AN DIE KOLUMBIANISCHEN BISCHÖFE ZU DEREN BESUCH
"AD LIMINA APOSTOLORUM"
25. September1979
Liebe Brüder im Bischofsamt!
Ich freue mich, heute bei dieser kollegialen Begegnung, bei der euer "ad-limina"-Besuch seinen Höhepunkt erreicht, mit, euch zusammenzusein, nachdem ich in aufeinanderfolgenden Audienzen jeden einzelnen von euch angehört und persönlich mit ihm gesprochen habe. Wie ich das empfinde, möchte ich euch mit den Worten des Apostels Paulus sagen, die mir aus dem Herzen kommen: "Ich danke Gott jeder Zeit euretwegen für die Gnade Gottes, die euch in Christus Jesus geschenkt wurde, daß ihr an allem reich geworden seid in ihm ..." (1Kor 1, 4 ff.).
Ich sage das nicht, um euren Gefühlen als Hirten der Kirche in bequemer Weise zu schmeicheln, eifrig und fleißig wie ihr in der sorgfältigen Führung eurer Herde seid. Ich tue es einfach, um mein aufrichtiges Vertrauen in euer apostolisches Wirken, vor allem in das Ihrige, Herr Kardinal, und in das aller hier anwesenden Brüder, auszusprechen und eure Herzen zu stärken gemäß dem Auftrag Christi: "Stärke deine Brüder" (Lk 22, 32); all das auf Antrieb jener unumgänglichen Liebe, zu der sich Petrus mit demütiger Stimme bekannt hat und die demjenigen ein besonderes Charakterprofil verleiht, der nach dem Willen des auferstandenen Herrn "seine Lämmer weiden" soll (vgl. Joh 21, 15 ff.).

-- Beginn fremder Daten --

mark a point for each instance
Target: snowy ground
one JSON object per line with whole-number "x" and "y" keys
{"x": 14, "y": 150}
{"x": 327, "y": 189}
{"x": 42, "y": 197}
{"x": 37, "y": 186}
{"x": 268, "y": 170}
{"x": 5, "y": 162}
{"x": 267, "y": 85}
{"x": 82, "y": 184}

In diese Liebe, die das Band der Einheit der Kirche ist, möchte ich auch eure Diözesangemeinden einschließen und ihnen meine Anerkennung aussprechen. In diesen Tagen waren sie in meiner pastoralen "Sorge für alle Gemeinden" (2Kor 11, 28) ganz besonders gegenwärtig; eine Sorge, die ich mit euch teile, wie ich euch bitte, an meiner tiefen Genugtuung teilzunehmen, denn ich freue mich zu sehen, "wie fest und geordnet euer Glaube an Christus ist ...; lebt in ihml Auf ihn seid ihr gegründet; baut auf ihn und haltet an dem Glauben fest, in dem ihr unterrichtet wurdet ..." (Kol 2, 5 ff.).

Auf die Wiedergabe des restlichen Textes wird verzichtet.